Today, most people spend a good part of their day sitting down. This is not doing your posture any favors- ditto for your back, neck, and shoulders.

Sitting all day leads to slouching; slouching to back, neck and shoulder pain

We know that it is popular these days for articles about posture to emphasize the importance of proper posture- especially when it comes to slouching.


Studies dating back to 1996 1 have demonstrated that slouching while sitting or standing plays a role in progressive disc degeneration.

More commonly referred to as lumbar degenerative disc disease (DDD), the causes are multi-factorial, while slouching on its own is unlikely to cause DDD, it can be a significant contributing factor.

Symptoms of DDD may be familiar to some: consistent “low-grade” pain that flares up when performing certain motions or activities; pain that shoots down the leg (sciatica); relief of pain when lying down in a reclining position; relief of pain when knees are elevated

Being seated loads your lumbar spinal discs by more than 3 times compared to standing. Poor posture exacerbates these stresses.

Slouching for prolonged periods of time also loads and strains the iliolumbar ligaments.

A strained iliolumbar ligament can make it uncomfortable to sit (regardless of position), kneel, or to stand up. Pain can be ongoing, intermittent, or episodic.


Many of the same stresses that slouching places on your lumbar spine are carried upward to your neck.

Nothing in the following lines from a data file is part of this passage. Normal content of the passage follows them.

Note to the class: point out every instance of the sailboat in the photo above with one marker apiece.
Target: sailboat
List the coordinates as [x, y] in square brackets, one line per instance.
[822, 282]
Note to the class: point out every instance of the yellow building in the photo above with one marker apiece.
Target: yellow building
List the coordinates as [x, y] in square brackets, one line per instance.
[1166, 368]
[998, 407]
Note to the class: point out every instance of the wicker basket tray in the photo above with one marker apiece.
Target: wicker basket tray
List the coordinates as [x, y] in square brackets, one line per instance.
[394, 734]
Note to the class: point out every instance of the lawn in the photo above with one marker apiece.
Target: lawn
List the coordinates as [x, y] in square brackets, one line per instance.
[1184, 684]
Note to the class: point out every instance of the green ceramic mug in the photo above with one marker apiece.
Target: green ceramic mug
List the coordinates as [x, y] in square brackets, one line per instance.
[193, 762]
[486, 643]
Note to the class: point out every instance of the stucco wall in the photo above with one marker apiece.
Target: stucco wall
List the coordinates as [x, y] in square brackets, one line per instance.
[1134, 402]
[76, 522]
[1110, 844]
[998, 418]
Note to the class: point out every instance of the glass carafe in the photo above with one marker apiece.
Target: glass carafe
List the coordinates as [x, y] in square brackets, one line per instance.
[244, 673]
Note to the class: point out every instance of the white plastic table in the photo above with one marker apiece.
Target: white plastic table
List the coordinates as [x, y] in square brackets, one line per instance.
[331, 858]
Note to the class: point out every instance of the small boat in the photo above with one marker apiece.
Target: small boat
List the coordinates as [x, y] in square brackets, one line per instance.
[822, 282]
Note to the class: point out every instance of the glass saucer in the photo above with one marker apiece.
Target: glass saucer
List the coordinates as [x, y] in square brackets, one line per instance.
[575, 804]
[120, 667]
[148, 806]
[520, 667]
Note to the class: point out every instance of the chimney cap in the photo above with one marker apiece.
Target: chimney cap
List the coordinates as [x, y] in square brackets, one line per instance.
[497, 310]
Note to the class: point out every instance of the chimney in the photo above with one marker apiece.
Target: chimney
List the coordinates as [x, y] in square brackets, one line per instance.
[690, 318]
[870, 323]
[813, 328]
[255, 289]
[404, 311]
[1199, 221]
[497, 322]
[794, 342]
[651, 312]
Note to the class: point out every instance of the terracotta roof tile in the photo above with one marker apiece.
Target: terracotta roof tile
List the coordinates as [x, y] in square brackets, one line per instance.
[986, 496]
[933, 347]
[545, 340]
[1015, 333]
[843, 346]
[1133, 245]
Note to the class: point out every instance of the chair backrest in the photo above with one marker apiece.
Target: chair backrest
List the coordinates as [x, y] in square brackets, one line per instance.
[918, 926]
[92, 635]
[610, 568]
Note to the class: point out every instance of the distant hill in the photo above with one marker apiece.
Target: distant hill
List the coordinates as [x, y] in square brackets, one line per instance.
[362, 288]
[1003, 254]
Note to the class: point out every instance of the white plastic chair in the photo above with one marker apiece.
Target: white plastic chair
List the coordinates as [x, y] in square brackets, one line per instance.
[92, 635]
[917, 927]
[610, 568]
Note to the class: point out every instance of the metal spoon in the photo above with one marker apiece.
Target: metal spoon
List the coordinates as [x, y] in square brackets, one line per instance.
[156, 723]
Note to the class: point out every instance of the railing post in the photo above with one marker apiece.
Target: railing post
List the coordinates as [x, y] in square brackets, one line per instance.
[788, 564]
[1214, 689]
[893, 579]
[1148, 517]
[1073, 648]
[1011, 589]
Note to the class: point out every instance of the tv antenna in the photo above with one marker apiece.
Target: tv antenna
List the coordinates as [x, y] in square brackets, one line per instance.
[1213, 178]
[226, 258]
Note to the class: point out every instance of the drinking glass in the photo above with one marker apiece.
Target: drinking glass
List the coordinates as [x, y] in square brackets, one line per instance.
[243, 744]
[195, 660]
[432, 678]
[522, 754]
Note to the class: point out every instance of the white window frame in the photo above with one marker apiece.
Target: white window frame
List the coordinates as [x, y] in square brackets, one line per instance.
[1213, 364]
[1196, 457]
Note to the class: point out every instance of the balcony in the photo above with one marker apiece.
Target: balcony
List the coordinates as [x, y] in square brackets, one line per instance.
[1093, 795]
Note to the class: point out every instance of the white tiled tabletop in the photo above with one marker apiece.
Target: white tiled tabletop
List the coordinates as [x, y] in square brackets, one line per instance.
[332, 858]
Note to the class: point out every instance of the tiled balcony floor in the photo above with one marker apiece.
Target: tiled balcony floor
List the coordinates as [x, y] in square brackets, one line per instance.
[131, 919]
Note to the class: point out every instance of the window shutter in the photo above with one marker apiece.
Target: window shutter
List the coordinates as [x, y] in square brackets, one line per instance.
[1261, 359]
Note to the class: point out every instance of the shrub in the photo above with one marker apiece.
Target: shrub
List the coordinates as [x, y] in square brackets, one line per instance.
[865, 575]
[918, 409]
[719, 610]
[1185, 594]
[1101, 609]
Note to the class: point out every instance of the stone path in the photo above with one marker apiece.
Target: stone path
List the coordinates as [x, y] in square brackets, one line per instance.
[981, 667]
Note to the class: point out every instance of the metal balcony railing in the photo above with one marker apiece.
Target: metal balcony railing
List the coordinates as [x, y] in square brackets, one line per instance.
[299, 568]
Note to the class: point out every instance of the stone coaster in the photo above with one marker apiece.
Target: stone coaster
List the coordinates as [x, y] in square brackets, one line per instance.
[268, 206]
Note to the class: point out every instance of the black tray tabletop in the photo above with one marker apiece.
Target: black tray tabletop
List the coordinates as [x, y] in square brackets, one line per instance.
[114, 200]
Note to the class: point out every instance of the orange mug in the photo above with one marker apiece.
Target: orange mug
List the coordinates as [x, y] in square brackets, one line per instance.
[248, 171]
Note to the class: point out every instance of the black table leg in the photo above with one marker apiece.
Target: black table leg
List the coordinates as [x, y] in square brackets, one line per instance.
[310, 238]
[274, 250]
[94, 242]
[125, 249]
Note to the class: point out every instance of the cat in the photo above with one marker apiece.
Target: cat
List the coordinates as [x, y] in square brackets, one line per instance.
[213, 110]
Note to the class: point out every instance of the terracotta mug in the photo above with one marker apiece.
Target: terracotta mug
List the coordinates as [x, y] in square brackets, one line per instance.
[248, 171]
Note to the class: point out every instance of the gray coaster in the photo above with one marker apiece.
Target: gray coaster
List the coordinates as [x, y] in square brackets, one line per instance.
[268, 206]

Slouching increases the perceived weight of your head

You may not realize it, but your neck and upper spine have to keep your head upright all day and night. It’s safe to say that a fair amount of stress is placed on them consistently, as they bear the weight of your head until you lie down.

When you start to huddle forwards — which is exactly what we do when slouching — you change the physical dynamic between your head, neck, and cervical spine.

Every 2.5cm of forward positioning adds approximately 3.5kg of additional load to the neck.

This additional load fatigues your shoulder and upper back muscles, causing muscular imbalances, and also contributes to spinal disc compression.

A compressed disc can impinge nerves, restrict movement, and cause significant pain. In the case where nerves are impinged, pain may radiate into the arms and lower back.


Simply put: a slouching position creates an environment where your shoulder blades are no longer in proper alignment.

Known as the scapulae, they drift apart to the sides of the rib cage when sitting slouched. Over time, this leads to weakness of the posterior shoulder muscles, tightness of the anterior shoulder muscles and a multitude of conditions that can include impinged nerves, restriction in range of motion, and rotator cuff dysfunctions.


A study published in Manual Therapy 3-found that the shoulder range of motion is significantly greater when exercising proper posture.

This is because your shoulders are in better alignment, allowing the rotator cuff to properly function; when your shoulders are misaligned, they can pinch against the acromion — the bony part of the scapula (shoulder blade).

Shoulder impingement symptoms include; difficulty raising arms above your head; difficulty reaching behind your back; pain when twisting or extending your arm; weakness in the affected shoulder extending down into the arm

Proper posture is more an exercise in habit than it is anything else. Once you form new habits, it becomes much easier to consistently exercise good posture.